Equilibrium and kinetic study of arsenic sorption by water-insoluble nanocomposite resin of poly[N-(4-vinylbenzyl)-N-methyl-d-glucamine]-montmorillonite

This research presents the kinetic and equilibrium performance of arsenic sorption by a novel polymer-clay nanocomposite ion exchange resin. The monomer N-(4-vinylbenzyl)-N-methyl-d-glucamine was previously synthesised and subsequently polymerised via radical initiation in the presence of crosslinking reagent N,N-methylene-bis-acrylamide and organic-modified montmorillonite. The sorption of arsenic(V) was studied as a function of time, initial concentration and pH. Experiments as a function of pH revealed that arsenic sorption was favoured in the pH range from 3 to 6. The experimental data were fitted to kinetic and diffusion models, such as pseudo-first order, pseudo-second order, Elovich, and the intra-particle diffusion model. The pseudo-second order model presented the best correlation with the experimental data. The model indicated that high percentages of retention could be achieved in a short time (>90%, 1 h of contact) at pH 6 when the initial arsenic concentration was between 5 and 50 mg/L. Intra-particle diffusion and the Boyd relationship showed that arsenic sorption was controlled by the film diffusion mechanism. The Langmuir, Freundlich, and Dubinin–Radushkevitch isotherms were fitted to experimental data, and the Langmuir isotherm presented the best fit.

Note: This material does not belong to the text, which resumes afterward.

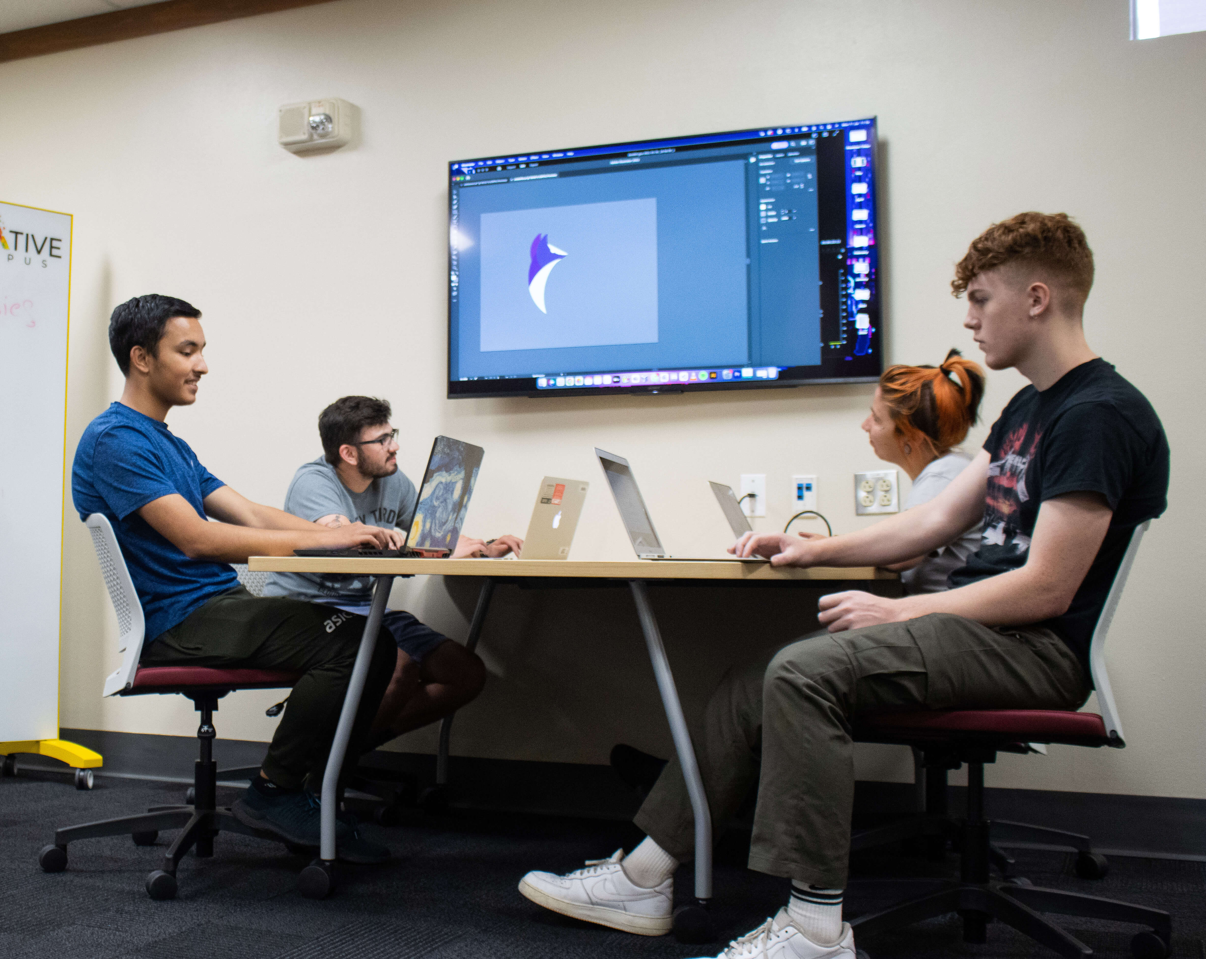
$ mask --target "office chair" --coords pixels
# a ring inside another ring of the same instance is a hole
[[[1001,856],[994,855],[990,842],[991,830],[997,824],[984,817],[984,764],[994,762],[999,752],[1031,753],[1035,752],[1034,744],[1043,743],[1095,748],[1108,745],[1116,749],[1126,744],[1106,673],[1106,633],[1118,608],[1140,540],[1149,526],[1151,522],[1144,522],[1131,534],[1093,633],[1089,666],[1101,715],[1052,709],[944,709],[891,713],[860,720],[854,735],[857,742],[897,743],[921,752],[926,770],[927,802],[926,815],[856,835],[851,849],[918,837],[925,838],[941,852],[949,838],[959,847],[960,878],[853,882],[849,889],[851,897],[859,894],[879,899],[904,896],[894,906],[851,919],[850,925],[857,932],[882,932],[958,912],[962,917],[965,942],[985,942],[988,923],[999,919],[1060,955],[1070,959],[1088,959],[1093,955],[1093,949],[1042,916],[1050,912],[1149,926],[1131,940],[1132,954],[1136,959],[1165,959],[1170,954],[1172,924],[1166,912],[1100,896],[1043,889],[1031,885],[1028,879],[991,879],[991,861],[996,859],[999,865],[1007,864],[1002,864]],[[965,762],[967,815],[955,821],[946,815],[947,772],[958,770]],[[1062,838],[1065,842],[1072,837],[1083,840],[1079,844],[1071,843],[1079,850],[1077,871],[1090,878],[1105,875],[1105,859],[1091,852],[1088,837],[1041,830],[1025,824],[1000,825],[1029,830],[1031,835],[1038,831],[1037,835]]]
[[[142,667],[146,622],[125,560],[122,557],[117,537],[109,520],[93,513],[84,521],[92,533],[105,587],[117,614],[117,647],[122,665],[105,679],[105,696],[145,696],[151,694],[177,694],[193,701],[201,714],[197,729],[199,758],[194,767],[193,799],[181,806],[154,806],[146,813],[123,815],[77,826],[55,830],[54,842],[42,848],[37,862],[46,872],[62,872],[68,865],[68,843],[100,836],[129,835],[135,846],[153,846],[163,829],[180,829],[168,853],[163,869],[147,876],[146,889],[151,899],[174,899],[176,895],[176,867],[185,854],[193,849],[198,858],[213,855],[213,837],[219,831],[241,832],[247,836],[280,842],[280,837],[245,826],[234,818],[229,808],[217,805],[217,764],[213,761],[213,712],[218,700],[240,689],[287,689],[300,673],[273,672],[268,669],[212,669],[201,666]],[[258,771],[258,767],[257,767]],[[236,771],[232,771],[236,772]],[[229,774],[229,773],[227,773]],[[252,773],[254,774],[254,772]]]
[[[252,596],[263,596],[264,586],[271,573],[248,569],[247,563],[230,563],[239,583]],[[268,711],[269,717],[280,715],[285,703],[277,703]],[[259,766],[240,766],[218,770],[219,780],[248,779],[259,772]],[[189,789],[186,802],[192,802]],[[340,793],[340,806],[352,808],[357,813],[370,817],[377,825],[396,826],[405,818],[408,806],[415,803],[418,796],[418,783],[414,776],[397,770],[386,770],[368,762],[361,762],[346,777]]]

Thermodynamic parameters (ΔG°, ΔH°, ΔS°) showed that the arsenic sorption process was a spontaneous process, endothermic, and produced an increase in entropy.

► Nanocomposite based on N-methyl-d-glucamine and montmorillonite for arsenic sorption.
► Arsenic sorption capacity above 70 mg As/gresin was reached.
► Low arsenic concentration and pH 6 are the optimal retention experimental conditions.